Last week, during a mid-mission teleconference from Japan, Donaldson spoke of the importance of increasing B.C. lumber exports to China and Japan.

But it was softwood lumber duties and the North American Free Trade Agreement (NAFTA) that dominated the discussion with reporters.

The point of the mission was to expand markets in Asia for B.C. wood products to reduce the province’s reliance on the U.S. – which imports four times the volume of B.C. lumber that China does.

Donaldson was leading a trade mission with 30 forest company executives to meet government and business leaders in Shanghai, Nanjing and Tokyo. China is B.C.’s second-biggest market for lumber; Japan is the third-largest.

During the mission, Canada Wood China signed a memorandum of understanding with Yadong Construction and Development Group for the promotion of manufactured wood products like cross-laminated timber.

Such agreements are the necessary first step in developing capacity and cultivating a wood culture, because many builders in China are not accustomed to using wood products for construction.

“We have to work with developers and builders and help them understand construction techniques,” said Rick Jeffery, president of the Coast Forest Products Association.

He added that one of the biggest markets for some B.C. wood products, such as cedar, is not in construction but in furniture manufacturing.

A decade ago, China helped keep B.C.’s forest industry afloat during the housing and financial crisis in the U.S. While the U.S. home construction industry crashed, China’s rapid growth created an overnight demand for lower-grade lumber, mostly for framing.

In 2010, China overtook Japan as B.C.’s second-largest lumber market. In 2007, B.C. exported only $92 million worth of lumber to China, whereas Japan imported between $1 billion and $2 billion worth of lumber from B.C. annually from 1989 to 2006. Exports to Japan have steadily declined since then, falling to about $730 million in 2016.

By contrast, B.C. lumber exports to China hit $1.4 billion in 2013 and 2014, but dropped to $1 billion in 2016. That decline was in part due to the falling value of the Russian ruble, which allowed Russia to increase lumber sales to China, Jeffery said.

“We’ve started to right that ship,” Jeffery added. “In the last couple of years the trend has been for B.C. shipments to increase into China. We see the trend continuing for increased shipments both in value and volume into China.”

But expanding that market will take time. In the meantime, despite new anti-dumping and countervailing duties totalling about 20% on B.C. lumber, sales to the U.S. remain strong, driven by new housing starts.

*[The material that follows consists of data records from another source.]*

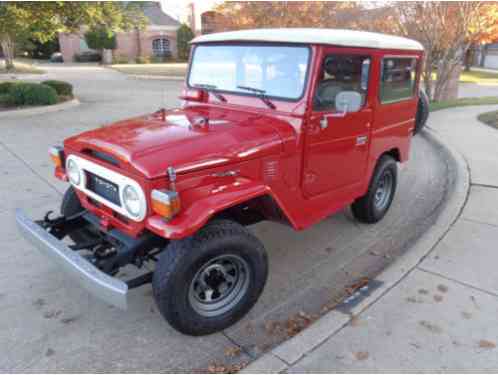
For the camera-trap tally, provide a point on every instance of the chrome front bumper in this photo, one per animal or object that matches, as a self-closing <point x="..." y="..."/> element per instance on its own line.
<point x="107" y="288"/>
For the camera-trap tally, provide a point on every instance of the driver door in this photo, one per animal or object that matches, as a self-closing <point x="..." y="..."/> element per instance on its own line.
<point x="337" y="143"/>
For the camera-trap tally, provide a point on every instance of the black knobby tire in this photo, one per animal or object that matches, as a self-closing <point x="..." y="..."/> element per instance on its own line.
<point x="371" y="208"/>
<point x="71" y="206"/>
<point x="182" y="260"/>
<point x="422" y="112"/>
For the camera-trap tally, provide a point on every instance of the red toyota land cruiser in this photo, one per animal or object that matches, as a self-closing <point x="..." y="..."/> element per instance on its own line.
<point x="289" y="125"/>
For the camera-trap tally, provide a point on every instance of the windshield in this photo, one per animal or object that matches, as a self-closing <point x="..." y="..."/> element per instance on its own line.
<point x="273" y="70"/>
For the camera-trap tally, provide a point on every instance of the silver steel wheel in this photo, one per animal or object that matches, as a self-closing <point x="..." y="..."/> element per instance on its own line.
<point x="384" y="190"/>
<point x="219" y="285"/>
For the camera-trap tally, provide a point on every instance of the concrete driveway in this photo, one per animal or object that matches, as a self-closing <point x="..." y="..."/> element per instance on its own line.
<point x="48" y="324"/>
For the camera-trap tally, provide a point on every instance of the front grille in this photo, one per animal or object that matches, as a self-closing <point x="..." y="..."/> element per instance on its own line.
<point x="104" y="188"/>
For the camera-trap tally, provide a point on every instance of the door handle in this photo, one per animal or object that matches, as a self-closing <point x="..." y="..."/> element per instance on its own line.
<point x="361" y="140"/>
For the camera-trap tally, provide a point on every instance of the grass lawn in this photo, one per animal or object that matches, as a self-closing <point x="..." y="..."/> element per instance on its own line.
<point x="482" y="78"/>
<point x="167" y="69"/>
<point x="489" y="118"/>
<point x="485" y="100"/>
<point x="20" y="68"/>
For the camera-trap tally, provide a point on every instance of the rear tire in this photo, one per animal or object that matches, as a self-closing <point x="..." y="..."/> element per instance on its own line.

While B.C.’s larger forestry companies are expected to be able to absorb the duties and pass them on to U.S. customers, smaller companies are already feeling the strain.

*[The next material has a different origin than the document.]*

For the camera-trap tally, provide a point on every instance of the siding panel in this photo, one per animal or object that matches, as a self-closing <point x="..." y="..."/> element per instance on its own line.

Earlier this year, for example, Western Forest Products Inc. (TSX:WEF) shut down its Somass sawmill in Port Alberni, citing a log shortage and uncertainty over softwood lumber duties for the closure.

After failing to negotiate a new softwood lumber agreement that would end the duties, Ottawa last week resorted to litigation, and filed an application to have a bi-national panel review U.S. duties on Canadian softwood lumber, under Chapter 19 of NAFTA.

Chapter 19, a dispute resolution mechanism, is one item in NAFTA that U.S. negotiators want removed, which raises the concern that using it to try to get a resolution to the softwood lumber agreement will firm up American resolve to get rid of it.